Greenberg, a chess historian, wanders back to the year 2,500 BCE in his review of the game’s historiography (the period in the subtitle, 1989-90, appears to refer to when academic conferences were held). He locates its origins in India’s Gupta Empire in the fourth century, and embellishes on the historical consensus that it was inspired by the four branches of ancient Indian armies—pawns, knights, bishops, and rooks symbolize infantry, cavalry, war elephants, and chariots—by styling the game as an actual war game invented by King Chandragupta II’s staff to teach principles of their military academies. (Paradoxically, he also asserts that the king believed the game would keep peace in his realm by distracting young men from fighting—hence, it was the “The Anti-war Wargame.”) From there, Greenberg’s theory becomes more literal-minded, portraying changes in the game’s rules not as the idle brainstorms of aristocratic players, but as deterministic outgrowths of battlefield advances; thus, for example, “The innovation of the pawn’s double-step initial move was an attempt to represent the role of the infantry pikemen of the Crusades.” It often seems to mistake analogy for causality, as when the author writes that in a 1922 game “played against [Efim] Bogolyubov…the Queening of pawns by [Alexander] Alekhine symbolically represents the training and mobilization of tank corps by the Russians in 1942.” He also insists that Leonardo da Vinci “invented the modern moves of the Queen and Bishop” in order “to represent Leonardo’s innovative ideas regarding artillery” and “to represent Leonardo’s forerunner of the modern tank,” although he presents no evidence for this assertion.
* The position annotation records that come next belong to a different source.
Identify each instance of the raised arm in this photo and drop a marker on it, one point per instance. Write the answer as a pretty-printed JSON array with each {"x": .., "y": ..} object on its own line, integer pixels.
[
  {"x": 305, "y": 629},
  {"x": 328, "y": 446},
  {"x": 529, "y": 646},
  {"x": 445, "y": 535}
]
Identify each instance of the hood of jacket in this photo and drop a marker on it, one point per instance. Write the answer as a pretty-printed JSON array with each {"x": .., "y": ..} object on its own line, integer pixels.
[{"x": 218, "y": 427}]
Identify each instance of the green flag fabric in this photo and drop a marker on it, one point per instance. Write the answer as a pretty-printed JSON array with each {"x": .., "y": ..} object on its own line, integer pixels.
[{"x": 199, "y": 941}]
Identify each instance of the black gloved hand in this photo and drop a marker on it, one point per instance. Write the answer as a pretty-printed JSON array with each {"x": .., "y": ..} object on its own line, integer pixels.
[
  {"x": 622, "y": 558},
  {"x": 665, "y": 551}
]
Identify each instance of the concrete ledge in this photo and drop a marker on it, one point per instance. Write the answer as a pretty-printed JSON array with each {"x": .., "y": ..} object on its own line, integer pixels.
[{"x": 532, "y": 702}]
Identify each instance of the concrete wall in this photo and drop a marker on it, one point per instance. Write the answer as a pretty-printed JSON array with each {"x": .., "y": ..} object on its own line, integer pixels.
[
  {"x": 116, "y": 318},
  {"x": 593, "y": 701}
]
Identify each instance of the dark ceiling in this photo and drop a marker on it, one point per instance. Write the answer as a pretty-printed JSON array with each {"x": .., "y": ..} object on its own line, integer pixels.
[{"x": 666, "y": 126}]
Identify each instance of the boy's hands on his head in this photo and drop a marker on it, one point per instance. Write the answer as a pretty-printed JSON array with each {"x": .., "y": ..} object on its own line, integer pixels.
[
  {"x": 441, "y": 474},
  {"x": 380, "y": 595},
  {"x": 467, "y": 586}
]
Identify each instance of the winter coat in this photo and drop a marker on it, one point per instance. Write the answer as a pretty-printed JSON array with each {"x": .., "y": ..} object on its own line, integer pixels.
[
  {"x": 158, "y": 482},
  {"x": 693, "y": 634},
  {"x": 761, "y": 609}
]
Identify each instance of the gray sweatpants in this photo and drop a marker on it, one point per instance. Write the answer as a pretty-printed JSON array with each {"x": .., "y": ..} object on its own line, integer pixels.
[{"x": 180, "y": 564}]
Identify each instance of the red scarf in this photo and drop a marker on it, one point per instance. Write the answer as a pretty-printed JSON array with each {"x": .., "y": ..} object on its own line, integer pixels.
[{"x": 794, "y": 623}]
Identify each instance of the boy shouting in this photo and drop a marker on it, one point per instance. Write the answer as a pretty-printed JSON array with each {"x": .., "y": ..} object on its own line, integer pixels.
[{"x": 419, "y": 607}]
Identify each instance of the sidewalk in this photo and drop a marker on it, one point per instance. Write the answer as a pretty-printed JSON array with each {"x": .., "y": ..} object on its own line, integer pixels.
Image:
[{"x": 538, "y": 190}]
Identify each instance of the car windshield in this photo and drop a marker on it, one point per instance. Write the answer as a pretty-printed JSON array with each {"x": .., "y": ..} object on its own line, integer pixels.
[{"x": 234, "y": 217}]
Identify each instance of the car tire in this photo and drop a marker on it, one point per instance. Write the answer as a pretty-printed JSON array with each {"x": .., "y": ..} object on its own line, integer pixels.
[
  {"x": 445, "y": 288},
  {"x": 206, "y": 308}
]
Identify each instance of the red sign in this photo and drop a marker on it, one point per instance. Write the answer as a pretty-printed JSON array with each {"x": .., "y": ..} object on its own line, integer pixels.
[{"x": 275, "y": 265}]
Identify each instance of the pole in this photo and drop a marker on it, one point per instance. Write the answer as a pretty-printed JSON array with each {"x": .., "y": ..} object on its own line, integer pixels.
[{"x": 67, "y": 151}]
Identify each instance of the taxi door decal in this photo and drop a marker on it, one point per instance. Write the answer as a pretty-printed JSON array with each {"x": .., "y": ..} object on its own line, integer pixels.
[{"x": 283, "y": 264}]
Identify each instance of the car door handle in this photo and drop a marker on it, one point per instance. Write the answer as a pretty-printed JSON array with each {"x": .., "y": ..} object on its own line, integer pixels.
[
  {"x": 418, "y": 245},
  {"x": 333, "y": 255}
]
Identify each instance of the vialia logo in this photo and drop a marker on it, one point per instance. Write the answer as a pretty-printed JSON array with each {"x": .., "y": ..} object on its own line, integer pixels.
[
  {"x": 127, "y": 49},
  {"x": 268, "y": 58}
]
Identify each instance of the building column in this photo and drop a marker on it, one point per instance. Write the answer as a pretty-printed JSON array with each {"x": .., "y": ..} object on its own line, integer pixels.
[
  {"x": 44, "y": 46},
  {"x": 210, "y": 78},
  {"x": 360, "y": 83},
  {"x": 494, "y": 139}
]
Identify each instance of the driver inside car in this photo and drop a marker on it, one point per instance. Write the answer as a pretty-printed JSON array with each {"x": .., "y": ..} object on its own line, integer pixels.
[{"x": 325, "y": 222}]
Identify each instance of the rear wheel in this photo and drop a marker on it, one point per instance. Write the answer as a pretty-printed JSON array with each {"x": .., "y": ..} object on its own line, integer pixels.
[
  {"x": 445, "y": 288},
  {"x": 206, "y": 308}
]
Such ill-supported, wildly overstated suppositions feel strained and unconvincing, and they’re presented in a confused, repetitive jumble with slabs of tiresome bibliography dropped into the main text. The book does reprint some historic games that aficionados can have fun playing through. However, those interested in the topic of chess history are best advised to seek a more polished, judicious account.
A haphazard, overwrought, sometimes-eccentric treatise on chess history that forgets that it’s just a game.